NHS Staff Sickness Data: In Searching for Vaccine Effectiveness, We Must Also Consider Harm

What NHS staff sickness trends suggest about the official narrative

Ian Copeland, one of those tireless defenders of pharmaceutical orthodoxy whose confidence always seems inversely proportional to his comprehension, recently shared an intriguing chart from “Tern”.

At first I verified that - for once - Tern hadn’t botched the picture with non-normalized figures or some other artifact. A quick check confirmed the rates were directly calculated by the NHS.1

That said, Tern’s “analysis” still isn’t analysis. It’s the kind of eyeballing any high-school student with Excel could improve - starting with a basic seasonal baseline and a quick look for structural breaks.

And since both keep invoking “antivaxxers” in the subsequent conversation2 - by which they seem to mean anyone who doesn’t dutifully line up for regular flu and COVID boosters, myself included - let’s do this properly.

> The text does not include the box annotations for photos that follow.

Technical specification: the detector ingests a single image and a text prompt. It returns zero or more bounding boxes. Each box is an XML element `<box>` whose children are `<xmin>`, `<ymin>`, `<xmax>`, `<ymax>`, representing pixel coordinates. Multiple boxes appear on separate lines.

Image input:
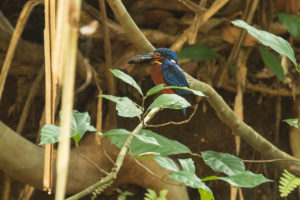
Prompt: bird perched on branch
<box><xmin>128</xmin><ymin>48</ymin><xmax>191</xmax><ymax>113</ymax></box>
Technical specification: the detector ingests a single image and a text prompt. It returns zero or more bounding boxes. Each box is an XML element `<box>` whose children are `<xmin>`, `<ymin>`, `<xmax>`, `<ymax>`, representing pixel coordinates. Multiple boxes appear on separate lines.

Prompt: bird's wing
<box><xmin>162</xmin><ymin>62</ymin><xmax>190</xmax><ymax>95</ymax></box>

I reproduced - and “slightly extended” - Tern’s plot (R):

Briefly:

a. The sickness-absence rate starts rising before the first officially reported UK COVID-19 cases and crosses a first break (“B1”) in September 2019 - already above what the pre-2019 baseline would normally allow, even at the winter peak. By the time cases are reported, the series has effectively overshot the expected seasonal maximum; it then surges again in April 2020, far beyond the observed winter norm.

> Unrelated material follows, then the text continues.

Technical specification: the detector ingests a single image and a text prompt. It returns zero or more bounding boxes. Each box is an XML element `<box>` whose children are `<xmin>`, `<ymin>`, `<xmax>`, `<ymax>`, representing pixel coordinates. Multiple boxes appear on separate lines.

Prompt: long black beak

b. A second break (“B2”) appears in May 2021, when the deviation from baseline shifts into a persistently higher regime - “worse than ever,” and suggestive of an additional factor entering the system.

c. A third break (“B3”) shows up in late December 2022, marking a transition into a downward trend - though the series still does not return to the pre-2019 baseline.

At first glance, two broad candidates plausibly contribute to these regime shifts and are worth examining:

• What is commonly framed as a “new pathogen” (COVID-19), including the rapid succession of variants (Delta, Omicron, and so on).
• The introduction of new pharmaceutical interventions deployed at scale.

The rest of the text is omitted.